In fact, it does not get stronger, but it learns to hide those emotions that make it feel vulnerable. And it often happens to be so good in hiding it, that it stops them feeling it, separates that part of itself, loses contact with it. He begins to think it is non-emotional when the emotions are there, but they are pushed. In some people, the suppression of "unwanted emotions" leads to suppression and their ability to fully sense the "desired", good emotions.

And since undesirable and unapproved emotions are not lost, but are looking for a way out, they go in distorted and unconscious ways. Then the long-awaited sadness can become depression or an explosive and destructive anger. Destructive behaviour in most cases is a consequence of untreated pain and long-lived emotions.

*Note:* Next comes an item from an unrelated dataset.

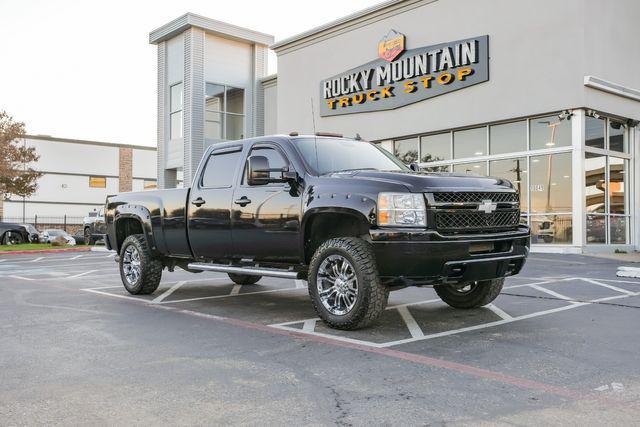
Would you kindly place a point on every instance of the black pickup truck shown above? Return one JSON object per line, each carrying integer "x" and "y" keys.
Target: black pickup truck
{"x": 342, "y": 213}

So yes, we have the right to pain, we have the right to vulnerability and we have the right to sympathy for ourselves. Realize that some of the things you've learned in childhood from your parents are harmful and unhealthy. And give yourself the right to be authentic, to feel the emotions and to give yourself sympathy.

As for anything, here is the rule of the "golden environment" - to express our emotions, but in a conscious and healthy way. It is important to look for information how we can manage and learn from our emotions and live in a more satisfying way, feel more real and alive and do our best for our happiness and health.